Two Sides To The Merger

The live music model is broken because they broke it. It would fix itself if it were allowed to continue and Live Nation was prevented from using its ponzi scheme to announce the next deal without making the last one work.

Wishful thinking?…no…this is from LN’s very own claim that the business won’t survive as it is. But the difference between allowing this one to fail, as opposed to say GM, is that this will create opportunities for new entrepreneurs. Agents will have no choice but to find someone to make offers. And they will find them, if not create them.

The LN model would work if they negotiated each market separately, and paid $100K for an act in Indianapolis that they are paying $200K here. But they can’t help themselves. They are the ones stuck in a broken model, the tour offer. It doesn’t work, and their attempt to keep all the cookies for themselves is what has made them too fat to play with the other children.

What they need to do is have their people learn how to horse trade instead of trying to corral every bronco on the plain. That’s how they could use their power that they amassed to make money. It would be so easy for them. Yes they might lose a few battles such as Merriweather over Nissan here. But they need to get over that, and start making money with the markets they can win on by having the best venues, not by trying to control the ones they don’t, perhaps even getting rid of some.

Imagine if Starbucks tried to force everyone to buy coffee at the shops that people didn’t want to go to, by lowering their prices storewide. The reduction in overall profit would far outweigh whatever they made by getting people to go to the underperforming shops.

But I can’t control or change them. Well, maybe. We’ll see.

Seth Hurwitz

_____________________________________

I gave up after watching the officials we elected conduct the steroids hearings.  It was so embarrassing that I wrote to one of the Senators and told him I was ashamed to be an American after their total display of ignorance and grandstanding.  

BTW, I’m happy to see that you’re subconsciously adopting my view of antitrust.  Eventually all so-called monopolies become bureaucracies and some clever entrepreneur takes their business away.  Some day long after I’m dead, the government will disband the Antitrust divisions of the FTC and the Justice Department and stop wasting the taxpayers’ money on this nonsense.  

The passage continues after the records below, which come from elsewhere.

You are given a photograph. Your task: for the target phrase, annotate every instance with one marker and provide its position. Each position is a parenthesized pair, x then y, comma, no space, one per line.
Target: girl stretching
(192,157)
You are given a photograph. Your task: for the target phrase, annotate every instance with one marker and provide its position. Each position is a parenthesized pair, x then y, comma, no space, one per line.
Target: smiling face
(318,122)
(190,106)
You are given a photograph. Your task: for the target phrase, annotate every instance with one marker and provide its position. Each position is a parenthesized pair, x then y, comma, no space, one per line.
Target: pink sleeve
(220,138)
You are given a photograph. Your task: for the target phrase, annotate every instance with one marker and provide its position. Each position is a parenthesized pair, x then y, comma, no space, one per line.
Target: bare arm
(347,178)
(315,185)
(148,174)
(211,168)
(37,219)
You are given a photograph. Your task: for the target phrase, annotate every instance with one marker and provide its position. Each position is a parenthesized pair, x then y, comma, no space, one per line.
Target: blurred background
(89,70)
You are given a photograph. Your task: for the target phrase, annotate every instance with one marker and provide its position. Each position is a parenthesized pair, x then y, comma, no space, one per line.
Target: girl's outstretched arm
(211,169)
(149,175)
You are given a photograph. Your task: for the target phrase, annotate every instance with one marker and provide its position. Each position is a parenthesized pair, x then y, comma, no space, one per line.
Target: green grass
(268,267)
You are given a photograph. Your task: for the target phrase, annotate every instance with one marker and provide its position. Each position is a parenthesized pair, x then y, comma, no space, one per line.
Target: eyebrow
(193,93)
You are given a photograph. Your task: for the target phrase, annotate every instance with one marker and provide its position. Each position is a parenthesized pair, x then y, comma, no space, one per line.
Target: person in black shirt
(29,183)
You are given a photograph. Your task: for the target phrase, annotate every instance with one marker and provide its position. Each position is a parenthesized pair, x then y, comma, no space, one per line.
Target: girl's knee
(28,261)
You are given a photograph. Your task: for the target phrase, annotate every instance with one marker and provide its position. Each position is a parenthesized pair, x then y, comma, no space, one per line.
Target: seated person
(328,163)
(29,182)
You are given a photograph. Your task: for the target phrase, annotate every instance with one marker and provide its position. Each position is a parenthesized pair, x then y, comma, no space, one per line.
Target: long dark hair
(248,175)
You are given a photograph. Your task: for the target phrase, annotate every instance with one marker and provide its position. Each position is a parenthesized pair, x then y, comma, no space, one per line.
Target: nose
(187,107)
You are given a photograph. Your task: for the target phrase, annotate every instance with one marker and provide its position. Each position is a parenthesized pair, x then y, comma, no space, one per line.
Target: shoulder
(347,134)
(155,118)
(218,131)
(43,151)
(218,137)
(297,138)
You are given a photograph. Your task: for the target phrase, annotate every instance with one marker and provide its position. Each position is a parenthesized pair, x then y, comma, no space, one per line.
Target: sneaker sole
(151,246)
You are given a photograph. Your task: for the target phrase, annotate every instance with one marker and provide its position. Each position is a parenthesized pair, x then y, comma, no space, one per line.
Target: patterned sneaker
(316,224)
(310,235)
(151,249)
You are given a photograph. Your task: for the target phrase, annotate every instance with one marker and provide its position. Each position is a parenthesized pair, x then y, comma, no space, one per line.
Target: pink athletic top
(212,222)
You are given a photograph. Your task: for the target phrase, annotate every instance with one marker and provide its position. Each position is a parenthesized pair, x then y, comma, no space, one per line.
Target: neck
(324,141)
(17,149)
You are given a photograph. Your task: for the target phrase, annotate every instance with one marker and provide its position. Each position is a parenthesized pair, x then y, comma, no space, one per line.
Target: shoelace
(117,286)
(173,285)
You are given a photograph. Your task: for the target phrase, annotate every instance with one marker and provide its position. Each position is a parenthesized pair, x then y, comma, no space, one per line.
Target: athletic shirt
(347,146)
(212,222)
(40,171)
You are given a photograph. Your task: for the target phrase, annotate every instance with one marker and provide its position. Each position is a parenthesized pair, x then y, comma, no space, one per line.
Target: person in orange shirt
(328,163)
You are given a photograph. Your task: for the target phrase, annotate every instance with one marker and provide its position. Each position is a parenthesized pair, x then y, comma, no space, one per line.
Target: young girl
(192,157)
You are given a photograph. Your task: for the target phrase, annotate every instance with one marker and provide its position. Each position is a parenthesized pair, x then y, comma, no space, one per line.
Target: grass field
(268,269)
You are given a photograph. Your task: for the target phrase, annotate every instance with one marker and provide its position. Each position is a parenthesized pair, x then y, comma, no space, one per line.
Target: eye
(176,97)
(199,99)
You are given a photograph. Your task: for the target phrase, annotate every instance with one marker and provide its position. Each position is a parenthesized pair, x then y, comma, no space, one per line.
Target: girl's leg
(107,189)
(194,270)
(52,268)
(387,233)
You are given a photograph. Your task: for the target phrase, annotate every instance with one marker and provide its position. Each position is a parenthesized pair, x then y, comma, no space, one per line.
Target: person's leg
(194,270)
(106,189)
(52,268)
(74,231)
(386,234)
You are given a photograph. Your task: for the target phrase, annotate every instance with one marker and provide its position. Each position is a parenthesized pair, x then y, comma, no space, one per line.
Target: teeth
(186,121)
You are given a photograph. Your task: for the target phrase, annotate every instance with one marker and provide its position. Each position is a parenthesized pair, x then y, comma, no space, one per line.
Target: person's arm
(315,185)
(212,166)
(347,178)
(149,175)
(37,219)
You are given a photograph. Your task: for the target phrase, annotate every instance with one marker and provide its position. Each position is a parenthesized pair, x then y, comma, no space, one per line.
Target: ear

I remember that at the end of the semester in my Law and Economics class I looked back through all the seminal cases involving the government setting aside mergers as anticompetitive.  As I leafed through the case names, I realized that the common thread of all the companies on the other side of the v. (you know, where it says The United States v. Schwinn, White Trucks, Sears Roebuck, Continental Airlines, etc.) was that they ALL went bankrupt.   The government blocked the "anti-competitive" merger that turned out to be their last remaining hope of solvency.  A few years later the companies tanked because they couldn’t compete.  It would be really nice if the legislators passing all these dumb laws had even the vaguest concept of economics.